Title: INTERACTION OF FUNGICIDE PHYSICAL MODES OF ACTION AND PLANT PHENOLOGY IN CONTROL OF STEM RUST OF PERENNIAL RYEGRASS GROWN FOR SEED

Author
item Pfender, William

Submitted to: Plant Disease
Publication Type: Peer Reviewed Journal
Publication Acceptance Date: 5/19/2006
Publication Date: 9/30/2006
Citation: Pfender, W.F. 2006. Interaction of fungicide physical modes of action and plant phenology in control of stem rust of perennial ryegrass grown for seed. Plant Disease.90:1225-1232.

Interpretive Summary: Stem rust is the most economically damaging disease or pest problem for farmers producing seed of perennial ryegrass or tall fescue. The disease can be managed with the use of fungicides, but the number of fungicide sprays needed to maintain yield varies from year to year. Better information is needed about the effectiveness of fungicides against stem rust, particularly the persistence of the fungicide in the plant after it is applied, and the fungicide's capability to inhibit infections that had started before application. The two fungicides most commonly used in the grass seed crop were found to have protective and curative activity, but to differ in their duration of activity. One of the fungicides was found also to reduce fungus spore production and viability. A major finding of this research is that the fungicides differ in their ability to interfere with a special type of disease spread that occurs within each grass plant when it is infected with stem rust. The fungicide that reduces spore viability is capable of inhibiting this within-plant disease spread regardless of the plant growth stage during which it is applied. In contrast, the other fungicide has a much narrower time window during plant growth when it is effective at inhibiting the within-plant disease spread. Results of these experiments will allow effects of fungicide application to be incorporated into predictive disease management models, reducing cost and environmental impact from unneeded sprays.

Technical Abstract: Azoxystrobin had protective and curative effects against stem rust (caused by Puccinia graminis subsp. graminicola) of inoculated perennial ryegrass under field conditions. Either fungicide was very effective when applied near the time of infection, and was less effective as time between infection and spray (whether curative or protective) increased. The effectiveness of each fungicide was well described by a second- or third-order polynomial using time (days or stem rust latent periods) as the independent variable, with propiconazole having a more rapid decline in effectiveness than azoxystrobin with time.

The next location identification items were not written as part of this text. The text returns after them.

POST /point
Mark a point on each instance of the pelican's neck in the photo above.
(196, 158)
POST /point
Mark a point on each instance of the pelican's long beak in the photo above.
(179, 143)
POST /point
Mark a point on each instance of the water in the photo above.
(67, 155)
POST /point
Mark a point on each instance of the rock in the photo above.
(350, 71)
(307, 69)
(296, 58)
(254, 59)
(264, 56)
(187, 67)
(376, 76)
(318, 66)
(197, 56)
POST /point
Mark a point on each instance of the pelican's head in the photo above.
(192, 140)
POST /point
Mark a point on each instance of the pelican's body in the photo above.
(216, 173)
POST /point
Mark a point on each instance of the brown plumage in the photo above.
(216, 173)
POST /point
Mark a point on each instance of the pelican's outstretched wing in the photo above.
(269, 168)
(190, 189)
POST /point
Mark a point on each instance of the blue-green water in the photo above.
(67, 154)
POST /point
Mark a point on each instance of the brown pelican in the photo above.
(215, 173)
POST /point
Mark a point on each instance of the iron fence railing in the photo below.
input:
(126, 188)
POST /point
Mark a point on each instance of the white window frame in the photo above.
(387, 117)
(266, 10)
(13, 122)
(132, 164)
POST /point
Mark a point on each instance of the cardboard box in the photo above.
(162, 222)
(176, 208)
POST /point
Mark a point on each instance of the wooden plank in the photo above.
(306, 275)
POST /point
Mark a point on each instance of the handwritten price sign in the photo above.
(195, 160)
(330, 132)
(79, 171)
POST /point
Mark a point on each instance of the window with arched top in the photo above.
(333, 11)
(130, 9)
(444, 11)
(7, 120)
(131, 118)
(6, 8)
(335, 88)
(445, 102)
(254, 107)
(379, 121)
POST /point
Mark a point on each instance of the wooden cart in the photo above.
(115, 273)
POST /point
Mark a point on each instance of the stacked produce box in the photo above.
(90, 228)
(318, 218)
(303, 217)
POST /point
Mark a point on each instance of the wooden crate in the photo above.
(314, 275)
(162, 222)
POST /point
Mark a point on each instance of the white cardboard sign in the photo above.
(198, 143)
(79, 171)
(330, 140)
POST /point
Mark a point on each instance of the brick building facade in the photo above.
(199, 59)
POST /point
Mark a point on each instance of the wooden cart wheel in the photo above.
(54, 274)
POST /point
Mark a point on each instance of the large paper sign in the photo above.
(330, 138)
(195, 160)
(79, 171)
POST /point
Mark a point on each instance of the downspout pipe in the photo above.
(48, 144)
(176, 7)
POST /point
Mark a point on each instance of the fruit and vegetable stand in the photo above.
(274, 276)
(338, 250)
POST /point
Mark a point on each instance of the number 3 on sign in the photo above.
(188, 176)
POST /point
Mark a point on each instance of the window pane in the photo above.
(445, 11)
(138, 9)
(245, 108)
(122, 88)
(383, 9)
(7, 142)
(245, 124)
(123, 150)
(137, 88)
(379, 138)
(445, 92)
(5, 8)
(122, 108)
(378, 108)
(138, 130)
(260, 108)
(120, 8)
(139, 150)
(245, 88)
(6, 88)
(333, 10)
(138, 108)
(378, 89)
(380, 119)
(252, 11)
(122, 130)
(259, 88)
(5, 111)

When symptomatic plants were sprayed with a fungicide, urediniospore production per pustule was reduced by 50% in propiconazole-treated plants and by 85% in azoxystrobin-treated plants. Azoxystrobin significantly reduced viability of urediniospores from sprayed pustules, unlike propiconazole. These differences between the two fungicides in physical modes of action resulted in a marked difference in their effects on secondary, within-plant spread of the disease. Azoxystrobin inhibited sporulation from the inner face of pustules on the flag-leaf sheath, thereby interrupting inoculum production that otherwise would lead to numerous contiguous secondary infections along the length of the emerging inflorescence. Propiconazole had little effect on such infections, so that tillers treated with this fungicide early in the process of within-plant spread had significantly greater final stem rust severity than those treated with azoxystrobin at this time.